The Center for Buddhist Studies Announces the Winner of the 2013 Toshihide Numata Book Award

August 28, 2013

BERKELEY — The Center for Buddhist Studies at the University of California, Berkeley, is pleased to announce that the 2013 Toshihide Numata Book Award has been awarded to Daniel Arnold, Associate Professor of the Philosophy of Religions at the University of Chicago Divinity School, for his book Brains, Buddhas, and Believing: The Problem of Intentionality in Classical Buddhist and Cognitive-Scientific Philosophy of Mind (Columbia University Press, 2012).

The Toshihide Numata Book Award in Buddhism is awarded on an annual basis to an outstanding book in the area of Buddhist studies. The selection is made by an outside committee that is appointed annually. The members of this year's committee were effusive in their praise of Brains, Buddhas, and Believing. One called it "an openly critical, highly refreshing and thought-provoking engagement with historical forms of Buddhist thought that takes them seriously as philosophy. The work is elegantly written, and remarkably accessible given its difficult subject matter.

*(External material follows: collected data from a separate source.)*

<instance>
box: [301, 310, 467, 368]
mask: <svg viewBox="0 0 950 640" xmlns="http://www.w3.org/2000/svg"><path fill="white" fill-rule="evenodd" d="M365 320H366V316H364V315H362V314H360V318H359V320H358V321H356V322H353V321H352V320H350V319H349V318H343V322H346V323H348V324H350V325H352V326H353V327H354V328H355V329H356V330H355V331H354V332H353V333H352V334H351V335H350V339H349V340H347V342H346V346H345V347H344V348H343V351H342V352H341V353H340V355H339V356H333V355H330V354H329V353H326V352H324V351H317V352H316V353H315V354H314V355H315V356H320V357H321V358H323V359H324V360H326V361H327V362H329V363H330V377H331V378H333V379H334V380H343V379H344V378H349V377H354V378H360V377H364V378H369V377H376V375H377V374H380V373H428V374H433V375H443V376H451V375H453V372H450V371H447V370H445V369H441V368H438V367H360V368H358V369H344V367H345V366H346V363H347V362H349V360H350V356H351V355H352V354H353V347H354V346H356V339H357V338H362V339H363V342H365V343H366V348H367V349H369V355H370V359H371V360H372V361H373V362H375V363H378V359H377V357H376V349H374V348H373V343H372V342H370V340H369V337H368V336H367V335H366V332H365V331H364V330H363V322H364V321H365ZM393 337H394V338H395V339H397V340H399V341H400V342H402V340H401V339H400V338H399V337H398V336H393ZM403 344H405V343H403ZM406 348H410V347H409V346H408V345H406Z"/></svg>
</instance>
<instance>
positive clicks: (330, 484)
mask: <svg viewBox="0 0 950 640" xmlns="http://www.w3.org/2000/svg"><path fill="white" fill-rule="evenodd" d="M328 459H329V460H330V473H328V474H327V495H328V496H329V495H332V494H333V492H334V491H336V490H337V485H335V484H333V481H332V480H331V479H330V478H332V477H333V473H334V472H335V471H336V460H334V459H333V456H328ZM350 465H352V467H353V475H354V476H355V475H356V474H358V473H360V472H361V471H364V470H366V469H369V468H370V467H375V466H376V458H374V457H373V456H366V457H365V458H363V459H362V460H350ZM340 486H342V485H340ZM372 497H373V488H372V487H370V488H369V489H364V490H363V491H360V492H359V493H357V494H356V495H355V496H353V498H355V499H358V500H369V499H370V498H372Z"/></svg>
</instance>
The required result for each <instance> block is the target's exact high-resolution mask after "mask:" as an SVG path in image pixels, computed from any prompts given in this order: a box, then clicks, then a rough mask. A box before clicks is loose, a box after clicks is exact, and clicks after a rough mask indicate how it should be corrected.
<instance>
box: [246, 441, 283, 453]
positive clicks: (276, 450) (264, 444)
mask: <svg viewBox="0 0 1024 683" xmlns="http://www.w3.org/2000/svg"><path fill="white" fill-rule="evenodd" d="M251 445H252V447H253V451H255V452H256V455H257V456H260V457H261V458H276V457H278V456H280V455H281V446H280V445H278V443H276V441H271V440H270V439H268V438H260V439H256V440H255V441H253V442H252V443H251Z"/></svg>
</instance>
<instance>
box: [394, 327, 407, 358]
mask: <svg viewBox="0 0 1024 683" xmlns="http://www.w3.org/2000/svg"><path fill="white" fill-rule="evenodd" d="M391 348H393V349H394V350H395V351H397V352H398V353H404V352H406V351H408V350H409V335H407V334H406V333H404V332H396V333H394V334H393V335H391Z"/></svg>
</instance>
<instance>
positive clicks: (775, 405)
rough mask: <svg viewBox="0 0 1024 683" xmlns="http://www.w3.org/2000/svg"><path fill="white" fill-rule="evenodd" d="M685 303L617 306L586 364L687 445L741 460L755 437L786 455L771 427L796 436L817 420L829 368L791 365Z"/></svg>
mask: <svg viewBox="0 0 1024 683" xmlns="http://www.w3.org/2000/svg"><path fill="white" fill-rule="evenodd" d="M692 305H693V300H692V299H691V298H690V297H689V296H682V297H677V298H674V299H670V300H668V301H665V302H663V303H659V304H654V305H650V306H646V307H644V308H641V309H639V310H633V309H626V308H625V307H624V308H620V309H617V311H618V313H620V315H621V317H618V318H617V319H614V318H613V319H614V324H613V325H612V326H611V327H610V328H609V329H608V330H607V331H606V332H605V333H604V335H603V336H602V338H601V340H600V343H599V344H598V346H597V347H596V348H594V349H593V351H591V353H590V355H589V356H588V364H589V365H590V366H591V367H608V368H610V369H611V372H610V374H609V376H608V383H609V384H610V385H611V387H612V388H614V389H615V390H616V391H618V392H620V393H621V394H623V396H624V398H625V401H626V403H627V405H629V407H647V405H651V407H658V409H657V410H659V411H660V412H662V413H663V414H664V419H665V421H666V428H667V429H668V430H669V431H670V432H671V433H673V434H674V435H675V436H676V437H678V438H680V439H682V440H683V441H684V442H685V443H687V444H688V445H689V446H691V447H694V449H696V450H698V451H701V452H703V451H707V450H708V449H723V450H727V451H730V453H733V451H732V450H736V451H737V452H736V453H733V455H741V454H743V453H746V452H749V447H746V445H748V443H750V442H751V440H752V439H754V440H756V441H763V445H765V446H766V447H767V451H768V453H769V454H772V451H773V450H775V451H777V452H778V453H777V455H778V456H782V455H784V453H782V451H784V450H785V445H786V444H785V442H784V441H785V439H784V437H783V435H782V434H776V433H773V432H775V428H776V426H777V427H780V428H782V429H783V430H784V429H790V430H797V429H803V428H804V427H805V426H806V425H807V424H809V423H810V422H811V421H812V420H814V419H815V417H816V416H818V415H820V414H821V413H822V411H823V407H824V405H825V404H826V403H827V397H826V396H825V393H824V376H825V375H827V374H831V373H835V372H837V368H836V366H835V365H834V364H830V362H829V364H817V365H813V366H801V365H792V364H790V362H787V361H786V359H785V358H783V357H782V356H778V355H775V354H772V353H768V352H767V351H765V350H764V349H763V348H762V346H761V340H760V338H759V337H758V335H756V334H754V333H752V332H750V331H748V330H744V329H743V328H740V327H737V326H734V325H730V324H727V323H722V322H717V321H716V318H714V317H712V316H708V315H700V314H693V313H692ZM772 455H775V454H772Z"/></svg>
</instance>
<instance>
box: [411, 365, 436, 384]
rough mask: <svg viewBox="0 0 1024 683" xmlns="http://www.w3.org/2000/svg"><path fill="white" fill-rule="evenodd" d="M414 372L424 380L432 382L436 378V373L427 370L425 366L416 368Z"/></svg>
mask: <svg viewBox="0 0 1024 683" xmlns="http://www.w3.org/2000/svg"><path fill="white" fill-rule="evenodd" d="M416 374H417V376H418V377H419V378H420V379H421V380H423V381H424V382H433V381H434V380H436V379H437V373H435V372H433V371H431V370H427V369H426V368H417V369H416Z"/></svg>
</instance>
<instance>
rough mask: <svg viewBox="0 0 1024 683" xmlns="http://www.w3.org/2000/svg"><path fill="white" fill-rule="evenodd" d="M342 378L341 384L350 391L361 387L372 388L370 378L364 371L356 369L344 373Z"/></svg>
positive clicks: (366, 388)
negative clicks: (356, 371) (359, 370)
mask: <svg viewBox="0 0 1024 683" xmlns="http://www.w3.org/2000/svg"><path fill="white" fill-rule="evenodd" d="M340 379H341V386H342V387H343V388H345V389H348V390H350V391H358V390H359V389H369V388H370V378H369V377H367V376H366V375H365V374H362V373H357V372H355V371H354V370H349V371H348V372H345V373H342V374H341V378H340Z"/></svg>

As Brains Buddhas, and Believing also offers new avenues for rethinking Dharmakīrti's anti-physicalism in his own intellectual environment, it will be of considerable benefit to philosophers as well as to more historically and philologically oriented scholars in Buddhist Studies." Another commented, "the standard of scholarship throughout is very high; its argument is, I think, intrinsically of interest and importance, but the manner in which the concerns and arguments of ancient Indian philosophical discussions are brought to bear on current philosophical debates in the philosophy of mind performs an important service to the academic study of Indian philosophy."

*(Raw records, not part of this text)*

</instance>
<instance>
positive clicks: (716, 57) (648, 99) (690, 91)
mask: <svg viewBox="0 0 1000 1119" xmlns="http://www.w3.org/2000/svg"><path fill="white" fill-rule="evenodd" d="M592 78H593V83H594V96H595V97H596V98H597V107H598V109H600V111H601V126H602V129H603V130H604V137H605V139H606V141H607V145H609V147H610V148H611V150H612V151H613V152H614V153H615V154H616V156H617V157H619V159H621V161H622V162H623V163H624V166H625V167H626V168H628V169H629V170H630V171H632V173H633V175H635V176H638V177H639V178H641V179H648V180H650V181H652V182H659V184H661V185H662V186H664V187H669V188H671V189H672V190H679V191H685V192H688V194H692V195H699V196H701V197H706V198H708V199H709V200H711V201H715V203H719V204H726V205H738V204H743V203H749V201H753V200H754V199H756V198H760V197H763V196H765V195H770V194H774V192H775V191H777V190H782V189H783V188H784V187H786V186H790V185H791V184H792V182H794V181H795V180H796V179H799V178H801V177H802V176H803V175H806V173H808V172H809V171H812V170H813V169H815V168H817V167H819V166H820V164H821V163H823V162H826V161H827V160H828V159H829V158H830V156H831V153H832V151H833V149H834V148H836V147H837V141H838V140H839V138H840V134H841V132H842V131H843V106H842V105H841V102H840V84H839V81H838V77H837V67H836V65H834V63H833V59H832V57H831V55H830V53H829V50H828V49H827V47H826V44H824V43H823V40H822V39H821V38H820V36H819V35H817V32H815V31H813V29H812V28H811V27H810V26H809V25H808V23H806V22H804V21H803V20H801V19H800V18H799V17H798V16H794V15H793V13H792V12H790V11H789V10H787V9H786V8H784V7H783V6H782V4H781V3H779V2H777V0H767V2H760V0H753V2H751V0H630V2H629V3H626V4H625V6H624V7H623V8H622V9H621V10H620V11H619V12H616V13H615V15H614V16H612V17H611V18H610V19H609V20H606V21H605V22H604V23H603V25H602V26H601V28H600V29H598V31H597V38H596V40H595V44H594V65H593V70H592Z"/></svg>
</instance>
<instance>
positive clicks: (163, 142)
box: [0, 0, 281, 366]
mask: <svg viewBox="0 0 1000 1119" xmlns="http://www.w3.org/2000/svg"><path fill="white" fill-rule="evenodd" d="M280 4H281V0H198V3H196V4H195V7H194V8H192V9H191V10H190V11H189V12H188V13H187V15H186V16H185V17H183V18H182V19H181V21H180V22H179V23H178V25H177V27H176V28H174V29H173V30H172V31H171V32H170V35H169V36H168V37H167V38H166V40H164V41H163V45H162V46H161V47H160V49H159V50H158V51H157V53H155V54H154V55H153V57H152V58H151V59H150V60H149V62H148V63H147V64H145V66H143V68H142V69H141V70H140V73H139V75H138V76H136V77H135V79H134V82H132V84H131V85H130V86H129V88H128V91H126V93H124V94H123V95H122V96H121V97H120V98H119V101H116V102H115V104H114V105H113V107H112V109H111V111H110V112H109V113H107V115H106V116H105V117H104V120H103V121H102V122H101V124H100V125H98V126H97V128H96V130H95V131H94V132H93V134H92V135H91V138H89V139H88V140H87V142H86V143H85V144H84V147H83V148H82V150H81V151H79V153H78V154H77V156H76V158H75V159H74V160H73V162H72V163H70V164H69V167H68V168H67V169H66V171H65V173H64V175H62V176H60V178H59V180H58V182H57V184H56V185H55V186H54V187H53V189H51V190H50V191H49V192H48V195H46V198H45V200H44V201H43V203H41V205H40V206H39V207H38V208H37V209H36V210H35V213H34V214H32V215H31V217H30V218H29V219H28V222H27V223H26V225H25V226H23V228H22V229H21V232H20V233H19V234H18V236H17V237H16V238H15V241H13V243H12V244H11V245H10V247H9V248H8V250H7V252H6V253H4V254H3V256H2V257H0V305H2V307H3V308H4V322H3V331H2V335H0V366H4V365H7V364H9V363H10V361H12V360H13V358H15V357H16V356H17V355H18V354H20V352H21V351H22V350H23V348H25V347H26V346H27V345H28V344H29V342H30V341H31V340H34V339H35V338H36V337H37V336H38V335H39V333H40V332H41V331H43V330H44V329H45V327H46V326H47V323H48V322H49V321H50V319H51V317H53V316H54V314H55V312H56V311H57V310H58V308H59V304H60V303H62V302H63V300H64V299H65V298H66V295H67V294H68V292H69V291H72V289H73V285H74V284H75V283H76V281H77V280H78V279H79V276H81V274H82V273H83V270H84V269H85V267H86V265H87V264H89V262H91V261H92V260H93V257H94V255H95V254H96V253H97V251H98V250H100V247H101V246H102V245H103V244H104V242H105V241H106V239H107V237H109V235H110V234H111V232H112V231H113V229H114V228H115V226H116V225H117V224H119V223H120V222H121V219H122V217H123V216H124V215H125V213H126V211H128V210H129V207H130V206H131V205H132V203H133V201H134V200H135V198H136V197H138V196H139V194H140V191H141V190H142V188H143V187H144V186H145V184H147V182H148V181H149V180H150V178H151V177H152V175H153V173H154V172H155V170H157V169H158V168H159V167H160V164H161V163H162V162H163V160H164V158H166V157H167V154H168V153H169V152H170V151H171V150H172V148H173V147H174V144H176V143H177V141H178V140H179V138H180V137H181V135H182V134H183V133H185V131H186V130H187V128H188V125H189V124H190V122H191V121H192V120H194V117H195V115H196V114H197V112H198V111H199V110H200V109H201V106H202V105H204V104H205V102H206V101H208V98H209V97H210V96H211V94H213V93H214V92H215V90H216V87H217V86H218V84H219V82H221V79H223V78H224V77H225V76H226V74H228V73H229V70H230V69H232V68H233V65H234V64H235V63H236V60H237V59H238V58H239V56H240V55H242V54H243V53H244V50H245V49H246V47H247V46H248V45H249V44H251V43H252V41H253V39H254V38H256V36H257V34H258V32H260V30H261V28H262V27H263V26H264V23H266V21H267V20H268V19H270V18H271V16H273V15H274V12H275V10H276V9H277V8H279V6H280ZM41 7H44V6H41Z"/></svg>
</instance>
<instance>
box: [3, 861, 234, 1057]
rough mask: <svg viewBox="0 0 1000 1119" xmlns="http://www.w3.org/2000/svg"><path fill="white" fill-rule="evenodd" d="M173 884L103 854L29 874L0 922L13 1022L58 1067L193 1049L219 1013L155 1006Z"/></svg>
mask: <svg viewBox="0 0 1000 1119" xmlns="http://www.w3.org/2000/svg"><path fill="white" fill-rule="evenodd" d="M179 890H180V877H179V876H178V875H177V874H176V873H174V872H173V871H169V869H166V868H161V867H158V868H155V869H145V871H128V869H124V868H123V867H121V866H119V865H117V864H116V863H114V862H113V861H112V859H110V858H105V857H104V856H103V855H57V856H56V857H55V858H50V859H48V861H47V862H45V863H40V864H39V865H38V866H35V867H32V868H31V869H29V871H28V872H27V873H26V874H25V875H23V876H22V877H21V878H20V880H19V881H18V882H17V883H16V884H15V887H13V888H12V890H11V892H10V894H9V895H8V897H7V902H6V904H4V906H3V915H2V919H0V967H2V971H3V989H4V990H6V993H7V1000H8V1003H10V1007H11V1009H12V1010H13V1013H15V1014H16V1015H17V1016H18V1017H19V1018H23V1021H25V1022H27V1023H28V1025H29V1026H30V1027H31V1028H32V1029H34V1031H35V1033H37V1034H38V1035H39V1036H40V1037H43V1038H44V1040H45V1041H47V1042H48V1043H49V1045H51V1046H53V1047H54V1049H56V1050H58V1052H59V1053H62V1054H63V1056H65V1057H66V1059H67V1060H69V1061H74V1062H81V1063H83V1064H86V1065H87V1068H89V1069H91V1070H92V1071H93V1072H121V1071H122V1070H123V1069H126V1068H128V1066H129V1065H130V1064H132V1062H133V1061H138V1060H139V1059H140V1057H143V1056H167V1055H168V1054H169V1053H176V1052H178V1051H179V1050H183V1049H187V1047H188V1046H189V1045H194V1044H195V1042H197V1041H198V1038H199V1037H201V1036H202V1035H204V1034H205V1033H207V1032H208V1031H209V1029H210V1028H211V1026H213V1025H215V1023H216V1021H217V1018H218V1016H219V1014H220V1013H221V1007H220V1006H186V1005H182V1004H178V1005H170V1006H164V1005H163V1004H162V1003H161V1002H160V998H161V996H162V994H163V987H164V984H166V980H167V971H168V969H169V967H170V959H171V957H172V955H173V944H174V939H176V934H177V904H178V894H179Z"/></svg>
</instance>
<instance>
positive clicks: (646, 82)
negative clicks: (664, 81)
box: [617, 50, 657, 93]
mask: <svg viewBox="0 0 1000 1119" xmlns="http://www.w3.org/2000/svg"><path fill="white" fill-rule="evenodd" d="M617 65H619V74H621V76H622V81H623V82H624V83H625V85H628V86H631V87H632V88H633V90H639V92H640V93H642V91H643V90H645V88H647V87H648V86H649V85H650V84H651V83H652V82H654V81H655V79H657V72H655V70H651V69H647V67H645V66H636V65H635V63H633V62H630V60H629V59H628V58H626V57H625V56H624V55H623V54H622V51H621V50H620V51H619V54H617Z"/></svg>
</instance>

Professor Arnold will be presented with the Toshihide Numata Book Award on the afternoon of November 15, 2013, at the Jodo Shinshu Center in Berkeley (2140 Durant Avenue, at the south west corner of the Berkeley campus). The presentation, which will begin at 3 PM, will be followed by a public lecture by Professor Arnold. A panel discussion, that will include presentations by Professors Parimal Patil (Harvard University), John Taber (University of New Mexico), and Evan Thompson (University of British Columbia), will follow.